L’ami libyen de SNC-Lavalin

interview_w2Pierre Duhaime, le PDG de SNC-Lavalin, a donné une entrevue révélatrice à notre collègue Martin Patriquin, de Maclean’s.

Révélatrice de sa proximité politique avec le régime Khadafi, qui a accordé d’importants contrats à SNC depuis 25 ans.

Sur les rebelles:

Duhaime: Il y a beaucoup de jeux politiques derrière tout ça. Qui a lancé [la rébeillon]? Qui arme les rebelles ? Pourquoi cela arrive-t-il maintenant ?

Patriquin: Je pensais que c’était parce que les gens en avaient assez de 40 ans de dictature.

Duhaime: Vous êtes un peu naïf. Il y a toujours des forces externes derrière la scène pour aider la rébellion. Ce n’est pas arrivé par hasard. Je ne dis pas que tout le monde était heureux, mais il y a beaucoup de gens qui appuient toujours Khadafi.

Parmi de très nombreux projets, SNC a aussi accepté de construire une prison. Le journaliste veut savoir si SNC s’est interrogé sur l’utilisation politique possible de cette prison.

Patriquin: Dans quelle mesure vous êtes vous interrogés sur le respect des droits de l’homme par la Libye avant d’accepter le projet ?

Duhaime: La Libye était membre de la commission des droits de l’homme des Nations Unies. Mr. Khadafi était l’invité de plusieurs Premiers ministres et Présidents partout dans le monde. [Le fils de Khadafi] Saif a été très clairs au sujet des droits de l’homme en Libye. Et, évidemment, vous avez besoins de prisons. Ce n’est pas pour des prisonniers politiques, c’est pour des prisonniers.

Patriquin: Mais vous n’avez aucune façon de savoir s’il s’agissait de prisonniers politiques ou non.

Duhaime: La façon dont ça nous a été présenté est que ça n’avait rien à voir avec des prisonniers politiques.

Patriquin: […] J’ai de la difficulté à croire que construire une prison ou un aéroport est la même chose.

Duhaime:  Pour moi, c’est la même chose. Ici au Québec on fait des soumissions pour des prisons, pour des hôpitaux.

Patriquin: Mais notre traitement des droits humains est bon. En Libye, il n’est pas bon.

Duhaime: Pourquoi dites-vous cela? Avez-vous des preuves?

Patriquin: Bien sûr. Vous avez parlé de Saif. Il a qualifié les membres de la rébeillon de « rats » et a distribué des armes aux forces pro-Khadafi.

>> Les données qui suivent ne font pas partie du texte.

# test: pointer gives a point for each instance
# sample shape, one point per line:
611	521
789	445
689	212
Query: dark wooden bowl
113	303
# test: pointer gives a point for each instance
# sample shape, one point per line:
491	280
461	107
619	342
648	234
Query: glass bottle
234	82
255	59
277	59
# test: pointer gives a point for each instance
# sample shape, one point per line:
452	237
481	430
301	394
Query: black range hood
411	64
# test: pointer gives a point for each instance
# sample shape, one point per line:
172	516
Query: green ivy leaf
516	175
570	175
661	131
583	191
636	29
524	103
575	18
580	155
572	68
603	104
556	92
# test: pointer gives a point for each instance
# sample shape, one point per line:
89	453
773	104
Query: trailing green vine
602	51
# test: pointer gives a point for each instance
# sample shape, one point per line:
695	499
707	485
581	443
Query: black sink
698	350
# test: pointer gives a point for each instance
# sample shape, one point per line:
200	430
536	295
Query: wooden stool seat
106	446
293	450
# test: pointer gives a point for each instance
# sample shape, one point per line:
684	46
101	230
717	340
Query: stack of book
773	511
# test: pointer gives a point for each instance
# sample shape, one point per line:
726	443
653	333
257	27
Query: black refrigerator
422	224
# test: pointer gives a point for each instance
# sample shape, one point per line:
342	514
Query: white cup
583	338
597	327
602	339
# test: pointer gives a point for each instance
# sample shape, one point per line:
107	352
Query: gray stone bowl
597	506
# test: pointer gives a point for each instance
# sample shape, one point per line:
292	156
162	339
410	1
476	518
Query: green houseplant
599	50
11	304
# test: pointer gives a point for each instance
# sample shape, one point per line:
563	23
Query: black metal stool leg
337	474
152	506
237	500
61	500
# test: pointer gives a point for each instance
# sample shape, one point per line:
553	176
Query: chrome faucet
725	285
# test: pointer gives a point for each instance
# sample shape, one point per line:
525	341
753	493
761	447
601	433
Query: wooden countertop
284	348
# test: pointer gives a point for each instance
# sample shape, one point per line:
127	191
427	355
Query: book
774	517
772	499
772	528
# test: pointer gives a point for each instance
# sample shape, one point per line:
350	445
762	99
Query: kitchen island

Duhaime: Oui, il a dit ça après le début de la rébellion. Mais regardez ce que Saif disait au cours des cinq dernières années. Ce qu’il a dit au London School of Economics.

Duhaime se déclare ensuite complètement en désaccord avec la réaction de Khadafi face aux rebelles et il se solidarise avec l’action internationale contre le régime. Cependant il donne le bénéfice du doute à Khadafi, surtout à son fils Saif.

On ne s’attend pas à ce qu’une entreprise comme SNC-Lavalin soit caritative ou qu’elle fasse le travail d’Amnistie Internationale. L’important est qu’elle respecte les traités internationaux des droits du travail dans ses chantiers dans des pays totalitaires, qu’elle s’assure que ces droits sont respectés par ses sous-traitants et qu’elle se soumette aux décisions internationales quant au boycott de tel ou tel régime.

Cependant on s’attend à ce qu’un CEO sache de quoi il parle lorsqu’il s’adresse à un journaliste qui va lui parler de droits humains. Un bref passage sur la page de Human’s Right Watch, à la section Libye, lui aurait permis d’avoir l’air moins bonasse.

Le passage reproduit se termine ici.